Simon took his time inspecting the professor's machine. To an outsider it was only so much junk. But Simon had worked on worse. In truth his attention was mostly on Enrique. The mayor gave Simon the same tight inspection, and his voice carried the same hidden edge, just like the last time he had asked about Vasquez and the device.

Simon shook his head, wondering what he was missing. “Doubtful.”

The lines of tension around his eyes multiplied. “Explain.”

“There are a number of highly sensitive components. If any of them are damaged, nothing will work.”

“Can you replace them?”

“Sure. In time. First I have to test each separately and isolate the flaw. If there is one. Which I'm pretty sure there will be.”

“There is an electronics shop in Ojinaga. A good one. They supply the high-tech companies in the maquiladora with spare parts.”

“Great. I'll check them out.” Simon pretended to focus on disassembling the professor's machine and made his question as casual as possible. “So why is this so important to you?”

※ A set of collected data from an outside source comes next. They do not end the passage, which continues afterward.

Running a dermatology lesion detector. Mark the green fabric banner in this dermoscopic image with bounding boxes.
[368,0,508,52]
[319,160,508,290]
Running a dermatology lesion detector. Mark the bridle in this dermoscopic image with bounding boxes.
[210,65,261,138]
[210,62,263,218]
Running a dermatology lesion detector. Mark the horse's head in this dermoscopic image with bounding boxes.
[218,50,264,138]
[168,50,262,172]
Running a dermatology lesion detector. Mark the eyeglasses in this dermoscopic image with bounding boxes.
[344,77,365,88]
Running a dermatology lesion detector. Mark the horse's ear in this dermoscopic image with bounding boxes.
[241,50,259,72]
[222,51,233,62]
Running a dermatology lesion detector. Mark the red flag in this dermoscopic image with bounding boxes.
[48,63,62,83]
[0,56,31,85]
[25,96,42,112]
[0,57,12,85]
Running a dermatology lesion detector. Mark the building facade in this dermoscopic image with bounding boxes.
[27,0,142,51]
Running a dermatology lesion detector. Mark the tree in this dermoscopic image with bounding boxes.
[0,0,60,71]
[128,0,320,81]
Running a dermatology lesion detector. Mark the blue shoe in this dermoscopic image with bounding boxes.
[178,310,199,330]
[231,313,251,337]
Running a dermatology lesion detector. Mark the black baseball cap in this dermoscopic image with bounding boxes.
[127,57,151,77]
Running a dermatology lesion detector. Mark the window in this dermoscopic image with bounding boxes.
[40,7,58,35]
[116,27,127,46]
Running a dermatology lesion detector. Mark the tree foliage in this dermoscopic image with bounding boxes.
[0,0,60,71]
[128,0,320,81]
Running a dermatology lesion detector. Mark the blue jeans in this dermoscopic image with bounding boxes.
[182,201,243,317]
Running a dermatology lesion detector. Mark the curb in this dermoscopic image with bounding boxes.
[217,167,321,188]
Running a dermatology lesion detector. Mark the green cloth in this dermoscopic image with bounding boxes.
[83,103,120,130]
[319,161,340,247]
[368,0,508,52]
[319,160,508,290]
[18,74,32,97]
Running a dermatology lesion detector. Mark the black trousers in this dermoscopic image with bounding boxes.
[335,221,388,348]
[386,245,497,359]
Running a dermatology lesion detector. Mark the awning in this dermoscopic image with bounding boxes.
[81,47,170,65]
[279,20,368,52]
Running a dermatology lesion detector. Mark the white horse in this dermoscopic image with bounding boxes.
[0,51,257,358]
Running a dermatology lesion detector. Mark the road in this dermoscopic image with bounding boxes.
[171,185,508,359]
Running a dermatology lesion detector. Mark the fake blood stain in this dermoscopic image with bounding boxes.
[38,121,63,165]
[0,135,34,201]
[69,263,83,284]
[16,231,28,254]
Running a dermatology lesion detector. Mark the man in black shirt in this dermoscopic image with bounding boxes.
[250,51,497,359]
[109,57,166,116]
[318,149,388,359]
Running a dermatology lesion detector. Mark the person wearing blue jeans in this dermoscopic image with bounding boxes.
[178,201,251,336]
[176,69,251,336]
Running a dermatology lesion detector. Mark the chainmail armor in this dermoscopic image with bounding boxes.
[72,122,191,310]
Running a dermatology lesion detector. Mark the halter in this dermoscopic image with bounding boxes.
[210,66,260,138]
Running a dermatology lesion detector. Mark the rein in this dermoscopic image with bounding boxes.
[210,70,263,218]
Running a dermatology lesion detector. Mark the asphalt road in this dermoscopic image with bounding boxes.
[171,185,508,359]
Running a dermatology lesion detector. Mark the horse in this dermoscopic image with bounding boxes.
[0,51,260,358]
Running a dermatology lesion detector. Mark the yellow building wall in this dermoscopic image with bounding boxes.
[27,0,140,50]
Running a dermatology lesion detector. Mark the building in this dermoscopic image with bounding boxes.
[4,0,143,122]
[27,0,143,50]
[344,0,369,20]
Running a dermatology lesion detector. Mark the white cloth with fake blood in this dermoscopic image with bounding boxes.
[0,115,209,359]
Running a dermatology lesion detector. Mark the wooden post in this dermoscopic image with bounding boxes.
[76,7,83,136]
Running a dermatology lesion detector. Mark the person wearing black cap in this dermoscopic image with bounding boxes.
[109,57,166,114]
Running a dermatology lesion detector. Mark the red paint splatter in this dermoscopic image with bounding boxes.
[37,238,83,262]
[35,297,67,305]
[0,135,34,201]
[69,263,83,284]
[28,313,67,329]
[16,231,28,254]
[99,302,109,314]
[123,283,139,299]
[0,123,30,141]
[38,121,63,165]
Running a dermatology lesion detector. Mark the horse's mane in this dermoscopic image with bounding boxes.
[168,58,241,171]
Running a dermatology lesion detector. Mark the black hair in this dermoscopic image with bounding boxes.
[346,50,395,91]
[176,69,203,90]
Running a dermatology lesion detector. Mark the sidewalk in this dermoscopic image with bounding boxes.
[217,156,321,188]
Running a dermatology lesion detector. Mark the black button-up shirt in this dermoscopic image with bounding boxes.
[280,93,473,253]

“A device that may deliver free energy? Is that a joke?”

“No. No joke. Just wondering.”

“Power in Mexico is controlled by CFE. They have a monopoly in Chihuahua state. You have heard of CFE?”

“Vasquez mentioned it, sure.”

“The only company more corrupt in all Mexico is the oil company. CFE is the means by which corruption flows through much of our national government. They are one of the reasons why I intend to enter national politics. I want to wipe them from the map. I want to
erase
them.”

Simon almost believed him. Enrique certainly did show a proper amount of outrage. And it explained the tension that emanated from him. Almost. But there was a rehearsed quality to his words and gestures. As though he had practiced them endlessly for just such a moment. Here with Simon, or in a nationally televised interview, or a speech before thousands. It was all the same.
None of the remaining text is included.